MSG Entertainment Revenue Declines In Q2
-- MSG Entertainment, the concert division of the Madison Square Garden Company, reported revenue of $36 million in the second quarter of 2011, a decline of 23.1% from the prior-year period. Lower event-related revenue at the Garden and the Theater at Madison Square Garden, as a result of a schedule shutdown of those venues for a transformation project, and Radio City Music Hall were partially offset by higher revenues at the Beacon Theater. Revenues for the entire company, including MSG Media and MSG Sports, rose 3% to $233.9 million.
MSG's acquisition of the Forum in Los Angeles, first reported back in December, is not yet final, MSG president/CEO Hank Ratner said during the earnings call. As such, Ratner could only comment on the potential of the Los Angeles market. "We think that there is room there for more live entertainment."
Nor did the company comment on the possible impact of a prolonged NBA lockout that would interrupt the regular season. Last week, Bank of America Merrill Lynch downgraded MSG's stock in part because of the risk of an NBA lockout.

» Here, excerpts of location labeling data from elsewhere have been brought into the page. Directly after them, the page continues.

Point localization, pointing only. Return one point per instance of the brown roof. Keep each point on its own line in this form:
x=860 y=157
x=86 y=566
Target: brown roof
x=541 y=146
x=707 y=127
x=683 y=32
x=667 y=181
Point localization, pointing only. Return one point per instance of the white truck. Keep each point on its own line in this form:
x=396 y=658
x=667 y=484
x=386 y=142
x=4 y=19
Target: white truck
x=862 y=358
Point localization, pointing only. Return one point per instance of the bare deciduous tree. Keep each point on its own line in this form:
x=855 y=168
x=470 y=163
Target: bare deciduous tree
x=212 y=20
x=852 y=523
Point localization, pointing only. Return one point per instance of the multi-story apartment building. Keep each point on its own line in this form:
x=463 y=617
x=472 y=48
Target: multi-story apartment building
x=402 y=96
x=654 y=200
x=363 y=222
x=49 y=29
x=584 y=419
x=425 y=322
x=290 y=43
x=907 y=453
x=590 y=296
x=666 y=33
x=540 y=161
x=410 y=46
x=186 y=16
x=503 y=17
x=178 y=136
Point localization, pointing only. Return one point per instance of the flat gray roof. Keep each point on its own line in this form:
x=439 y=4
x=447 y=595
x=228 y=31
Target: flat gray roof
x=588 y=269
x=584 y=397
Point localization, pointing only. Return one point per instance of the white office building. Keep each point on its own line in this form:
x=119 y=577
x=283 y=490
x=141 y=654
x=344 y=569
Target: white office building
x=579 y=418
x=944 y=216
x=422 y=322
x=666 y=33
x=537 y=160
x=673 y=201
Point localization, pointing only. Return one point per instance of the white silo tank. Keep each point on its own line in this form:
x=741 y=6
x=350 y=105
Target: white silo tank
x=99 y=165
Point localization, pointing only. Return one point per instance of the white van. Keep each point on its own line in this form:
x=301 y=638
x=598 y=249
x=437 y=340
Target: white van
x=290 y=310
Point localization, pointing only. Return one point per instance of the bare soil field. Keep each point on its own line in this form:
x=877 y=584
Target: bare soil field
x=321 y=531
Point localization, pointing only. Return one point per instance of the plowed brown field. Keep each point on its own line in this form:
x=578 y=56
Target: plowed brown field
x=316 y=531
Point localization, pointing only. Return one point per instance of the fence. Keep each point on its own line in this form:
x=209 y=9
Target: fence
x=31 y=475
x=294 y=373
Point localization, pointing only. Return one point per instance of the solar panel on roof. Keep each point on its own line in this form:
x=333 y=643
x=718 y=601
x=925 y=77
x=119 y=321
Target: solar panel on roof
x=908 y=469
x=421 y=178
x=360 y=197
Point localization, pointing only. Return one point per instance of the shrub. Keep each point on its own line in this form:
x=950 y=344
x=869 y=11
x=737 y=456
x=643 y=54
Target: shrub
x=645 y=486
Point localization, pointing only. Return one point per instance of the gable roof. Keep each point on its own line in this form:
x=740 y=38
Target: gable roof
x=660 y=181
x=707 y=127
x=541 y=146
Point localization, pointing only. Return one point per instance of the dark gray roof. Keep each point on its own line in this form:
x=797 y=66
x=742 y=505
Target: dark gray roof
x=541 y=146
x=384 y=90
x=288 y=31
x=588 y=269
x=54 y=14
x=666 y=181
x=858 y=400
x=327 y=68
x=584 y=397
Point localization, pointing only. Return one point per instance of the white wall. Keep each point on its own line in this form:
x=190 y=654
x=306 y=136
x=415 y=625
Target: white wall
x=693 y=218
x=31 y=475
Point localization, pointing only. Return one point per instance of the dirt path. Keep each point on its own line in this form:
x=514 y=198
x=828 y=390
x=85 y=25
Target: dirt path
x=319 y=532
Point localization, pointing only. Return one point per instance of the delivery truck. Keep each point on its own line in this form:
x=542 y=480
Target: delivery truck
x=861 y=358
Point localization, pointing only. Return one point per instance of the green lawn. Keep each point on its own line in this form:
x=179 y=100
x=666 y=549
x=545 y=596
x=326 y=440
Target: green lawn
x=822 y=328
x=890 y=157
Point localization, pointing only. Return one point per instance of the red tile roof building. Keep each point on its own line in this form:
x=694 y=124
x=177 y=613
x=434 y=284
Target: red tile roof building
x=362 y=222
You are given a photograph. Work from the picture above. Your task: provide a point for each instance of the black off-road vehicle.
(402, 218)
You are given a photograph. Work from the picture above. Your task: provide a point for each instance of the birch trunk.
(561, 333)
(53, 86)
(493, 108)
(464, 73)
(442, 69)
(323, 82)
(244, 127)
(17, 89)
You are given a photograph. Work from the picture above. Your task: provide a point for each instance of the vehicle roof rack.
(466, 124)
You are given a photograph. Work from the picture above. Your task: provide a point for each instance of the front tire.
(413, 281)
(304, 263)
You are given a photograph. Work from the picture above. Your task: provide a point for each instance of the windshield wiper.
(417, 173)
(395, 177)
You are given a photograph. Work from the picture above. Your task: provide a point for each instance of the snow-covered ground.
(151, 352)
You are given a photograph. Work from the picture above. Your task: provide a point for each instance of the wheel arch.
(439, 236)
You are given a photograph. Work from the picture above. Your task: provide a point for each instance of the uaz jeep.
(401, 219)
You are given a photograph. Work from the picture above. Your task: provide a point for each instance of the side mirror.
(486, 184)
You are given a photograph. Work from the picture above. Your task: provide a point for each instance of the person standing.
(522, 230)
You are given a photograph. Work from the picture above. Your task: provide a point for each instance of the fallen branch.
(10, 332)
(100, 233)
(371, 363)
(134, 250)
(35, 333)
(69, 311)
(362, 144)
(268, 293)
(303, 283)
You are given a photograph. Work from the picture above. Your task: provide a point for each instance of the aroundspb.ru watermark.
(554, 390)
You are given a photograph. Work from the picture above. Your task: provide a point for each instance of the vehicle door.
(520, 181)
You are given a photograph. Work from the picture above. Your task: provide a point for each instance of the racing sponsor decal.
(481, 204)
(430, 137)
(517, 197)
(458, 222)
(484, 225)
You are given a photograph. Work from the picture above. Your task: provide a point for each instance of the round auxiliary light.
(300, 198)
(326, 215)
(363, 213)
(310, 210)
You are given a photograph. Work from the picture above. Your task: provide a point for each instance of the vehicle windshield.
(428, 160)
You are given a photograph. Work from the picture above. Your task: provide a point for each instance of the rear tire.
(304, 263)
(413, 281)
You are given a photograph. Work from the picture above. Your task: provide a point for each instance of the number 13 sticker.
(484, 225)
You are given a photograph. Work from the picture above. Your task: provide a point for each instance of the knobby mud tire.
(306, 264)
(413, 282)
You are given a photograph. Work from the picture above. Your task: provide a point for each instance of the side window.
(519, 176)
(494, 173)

(Press release, Seeking Alpha)
Gift Cards Now Available For Rdio
-- Consumers can now acquire gift cards for music subscription service Rdio at the company's website and Target stores. Cards purchased at Rdio.com are available in amounts of $10, $25, $50, $100 or other user-selected amounts. Target is selling cards in two values: $10 (which can be redeemed for $12.50) and $25 (which can be redeemed for $30). The introduction of gift cards closely follows Rdio's unveiling of a "family plan" pricing package that allows up to three unique users on a single plan at a savings from a regular one-person plan.
If these pricing and distribution tactics are what stands between Rdio and more subscribers, the company will have gained a small advantage over its consumers. Both gift cards and family pricing plans are a good way to reach young consumers without credit cards. Then again, the most important factor for growth is likely to be the product itself. Rdio has an excellent product, but Billboard.biz hears it has gained far fewer than 100,000 subscribers since its June 2010 launch.
(Digital Media Wire)
350K U.S. Net High-Speed Net Subscribers In Q2: Study
-- The 350,000 U.S. net high-speed Internet subscribers added in the second quarter of 2011 was the second-lowest gain in 10 years, according to Leichtman Research Group. The second quarter tends to be slow. There were 336,000 net additions in the second quarter of 2010. In contrast, 818,000 net additional high-speed Internet subscribers were added in the third quarter of 2010 and nearly 1.3 million were added in the first quarter of 2011.
Top cable companies represented 77% of the 350,000 net additions in the second quarter. The three biggest gainers were Comcast (144,000), Time Warner Cable (67,000) and Cox (25,000). However, the top phone companies are not adding subscribers like the cable companies. They added a net 80,000 subscribers in the second quarter, an improvement from the 10,000 subscriber net loss in the same quarter in 2010. Verizon, the No. 2 telephone company in terms of subscribers, added 62,000 subscribers in the quarter. AT&T, the top telephone company (with twice the subscribers of Verizon), had a net loss of 12,000 subscribers.
Leichtman Research Group tracks the top cable and phone companies, which it says account for about 93% of subscribers.